O homem com seu trabalho produz bens, conhecimento, ideias, cultura, monumentos. Produz o humano. Inventa, pinta e borda. Produz riqueza e miséria, alegria e sofrimento. O homem com seu trabalho constrói o mundo, produz a vida. Mas trabalhar não é apenas fazer. Trabalhar é fazer, é pensar, é representar, é sentir. O mundo e o trabalho que o constrói não surgem do nada, não se reproduzem no vazio. A vida se cria em circunstâncias determinadas, fruto de relações entre os homens. Relações sociais. Relações sociais de produção. Todos pertencemos à mesma espécie e, no entanto, a vida, entendida como um conjunto de fazeres, pensares, sentimentos e representações, tem muitas e variadas formas. Esses modos de ser diferem no tempo e no espaço porque são resultado de relações sociais e, com isso, da natureza e das formas que o fazer, o pensar, o representar e o sentir tomam em cada momento histórico. Essa diversidade não diz respeito a indivíduos, mas aos inúmeros modos de organizar a sociedade. O fazer é social, assim como o pensar, o representar e, até mesmo, o sentir.

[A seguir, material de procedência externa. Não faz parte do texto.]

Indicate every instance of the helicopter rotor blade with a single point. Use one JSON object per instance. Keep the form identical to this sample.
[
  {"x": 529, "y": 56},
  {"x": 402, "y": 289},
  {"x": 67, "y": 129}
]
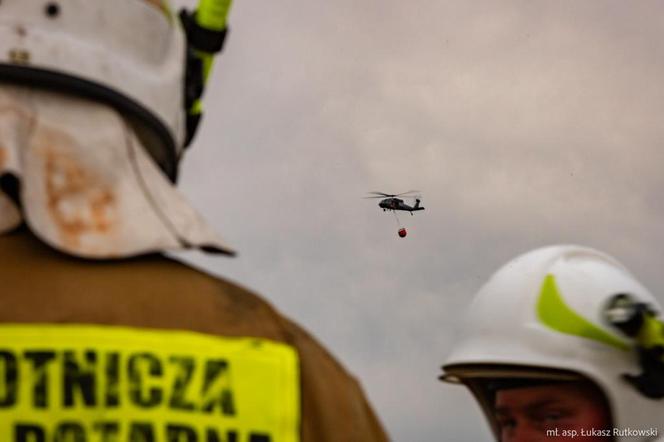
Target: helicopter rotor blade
[{"x": 406, "y": 193}]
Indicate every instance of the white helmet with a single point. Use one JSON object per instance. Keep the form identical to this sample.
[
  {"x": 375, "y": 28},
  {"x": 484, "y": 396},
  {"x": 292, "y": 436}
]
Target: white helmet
[
  {"x": 126, "y": 53},
  {"x": 541, "y": 316},
  {"x": 93, "y": 99}
]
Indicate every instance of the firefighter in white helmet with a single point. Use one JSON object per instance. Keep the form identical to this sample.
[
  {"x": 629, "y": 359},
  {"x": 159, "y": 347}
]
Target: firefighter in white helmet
[
  {"x": 101, "y": 336},
  {"x": 563, "y": 343}
]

Como tudo que é próprio do ser humano, também as formações sociais não são eternas, mas se reproduzem como modos de ser que se transformam ao longo do tempo. Não deixa de ser uma contradição reproduzir-se - produzir de novo - de forma diferente. Mas assim é. Só há mudança, e como já foi dito nada é eterno, se o velho se reproduz mediante uma certa produção do novo. Isso significa que há sempre algo diferente, algo original no processo concreto de reprodução social. E é esse o espaço do sonho, do possível. Por isso, não se sonha no vazio. Assim, a forma como se trabalha, como qualquer outro processo social, traz consigo o novo junto com o velho. Além disso, como bem o disse Marx, a reprodução dos meios de produção e a continuidade da produção material não se dão sem a reprodução de relações sociais.

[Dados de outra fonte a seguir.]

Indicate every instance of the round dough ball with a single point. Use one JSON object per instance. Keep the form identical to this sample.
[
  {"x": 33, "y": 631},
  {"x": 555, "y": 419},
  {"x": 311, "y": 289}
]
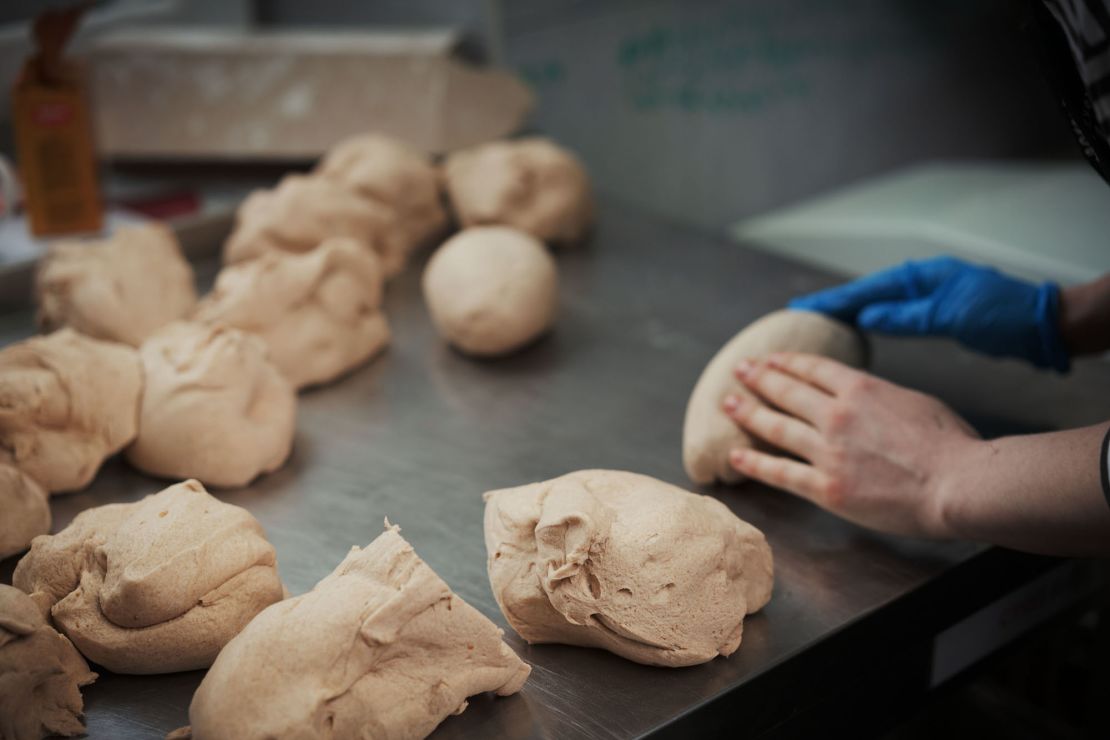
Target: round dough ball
[
  {"x": 491, "y": 290},
  {"x": 214, "y": 407},
  {"x": 708, "y": 433},
  {"x": 122, "y": 289},
  {"x": 527, "y": 183}
]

Da mesma forma que a pró- pria vida não se reproduz sem a repetição de gestos e de ações cotidianas. A questão é saber como e onde se reproduzem as relações de produção que são o resultado sempre renovado do processo de produção. Henri Léfèbvre, em "A sobrevivência do capitalismo", enfatiza a importância dessa questão para a compreensão do processo do capital e argumenta que a reprodução das relações de produção não se dá apenas nas empresas, pois estão em jogo relações de dominação e contradições que extrapolam o processo de trabalho. Desse modo, a sociedade como um todo se torna o lugar da reprodução. Entretanto, a reprodução – e, portanto, ao mesmo tempo, a produção da vida nas sociedades capitalistas tem no trabalho um de seus momentos mais importantes.

Desde os primórdios do capitalismo, foi preciso que todos trabalhassem, homens, mulheres e crianças, pois a exploração capitalista e sua legitimação se dão no próprio processo de trabalho. Obrigatório e indispensável na forma que lhe dá o capital, o trabalho se tornou protagonista de sonhos e utopias, medos e pesadelos da humanidade. Inspirou artistas e serviu como castigo para criminosos. Esteve no centro de disputas religiosas e foi bandeira para mais de uma revolução.

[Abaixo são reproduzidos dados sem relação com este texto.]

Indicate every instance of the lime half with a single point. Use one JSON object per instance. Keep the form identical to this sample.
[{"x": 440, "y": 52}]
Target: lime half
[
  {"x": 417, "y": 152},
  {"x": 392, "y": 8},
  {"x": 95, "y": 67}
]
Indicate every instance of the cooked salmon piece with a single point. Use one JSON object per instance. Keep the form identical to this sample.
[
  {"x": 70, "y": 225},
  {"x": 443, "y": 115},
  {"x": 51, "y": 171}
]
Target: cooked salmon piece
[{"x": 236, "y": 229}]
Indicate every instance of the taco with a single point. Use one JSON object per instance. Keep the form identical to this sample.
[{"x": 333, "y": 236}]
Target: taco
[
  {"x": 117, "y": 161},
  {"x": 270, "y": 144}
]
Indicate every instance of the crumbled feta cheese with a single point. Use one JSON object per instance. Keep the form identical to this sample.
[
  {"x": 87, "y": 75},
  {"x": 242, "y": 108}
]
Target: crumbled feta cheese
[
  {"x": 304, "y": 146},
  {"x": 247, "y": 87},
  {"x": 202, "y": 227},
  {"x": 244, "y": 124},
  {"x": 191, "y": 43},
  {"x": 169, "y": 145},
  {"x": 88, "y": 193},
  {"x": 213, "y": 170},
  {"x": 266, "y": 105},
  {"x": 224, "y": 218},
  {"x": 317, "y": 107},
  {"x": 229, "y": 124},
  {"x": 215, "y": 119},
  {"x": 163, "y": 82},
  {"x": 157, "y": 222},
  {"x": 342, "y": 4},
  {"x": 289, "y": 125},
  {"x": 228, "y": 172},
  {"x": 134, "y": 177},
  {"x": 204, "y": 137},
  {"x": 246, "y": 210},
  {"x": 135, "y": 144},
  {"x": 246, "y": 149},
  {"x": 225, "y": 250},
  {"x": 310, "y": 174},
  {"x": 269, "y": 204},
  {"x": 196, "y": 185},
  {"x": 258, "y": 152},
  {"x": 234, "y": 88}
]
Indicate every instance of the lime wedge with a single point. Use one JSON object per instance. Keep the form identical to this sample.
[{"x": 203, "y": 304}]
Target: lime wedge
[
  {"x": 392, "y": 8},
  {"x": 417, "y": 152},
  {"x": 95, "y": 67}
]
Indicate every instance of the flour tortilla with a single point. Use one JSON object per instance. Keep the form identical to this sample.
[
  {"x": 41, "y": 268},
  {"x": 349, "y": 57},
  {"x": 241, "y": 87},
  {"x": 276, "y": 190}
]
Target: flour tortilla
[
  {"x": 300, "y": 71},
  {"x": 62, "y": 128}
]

Como resultado desse processo secular de forma-ção, ou de conformação, e embora tenha sido preciso usar dos mais diferentes meios para obrigar os homens a trabalhar, hoje é muito difícil imaginar a vida sem trabalho. Eu diria que, aos poucos, ao longo dos últimos séculos, tanto a vida como o sonho, o real e o possível, foram sendo conformados pelo trabalho. Por um certo tipo de trabalho. Diferentes representações do trabalho foram se sucedendo desde o sé- culo XVI, entre elas, o trabalho como marca da salvação divina, como meio de procura e satisfação de necessidades, como legitimação da riqueza, como bastião moral e fonte de dignidade, como instrumento de liberdade e criação. Por fim, o século XIX assistiu à construção de utopias que tinham o trabalho humanizado como centro e referência. No entanto, as esperanças concebidas por essa concepção do trabalho não se realizaram e têm, hoje, cada vez menos espaço. O trabalho como atividade positiva e criativa e uma sociedade sem trabalho alienado, sem trabalho compulsório e sem valores de troca, como previa Marx há mais de cem anos, estão fora de cogitação neste momento.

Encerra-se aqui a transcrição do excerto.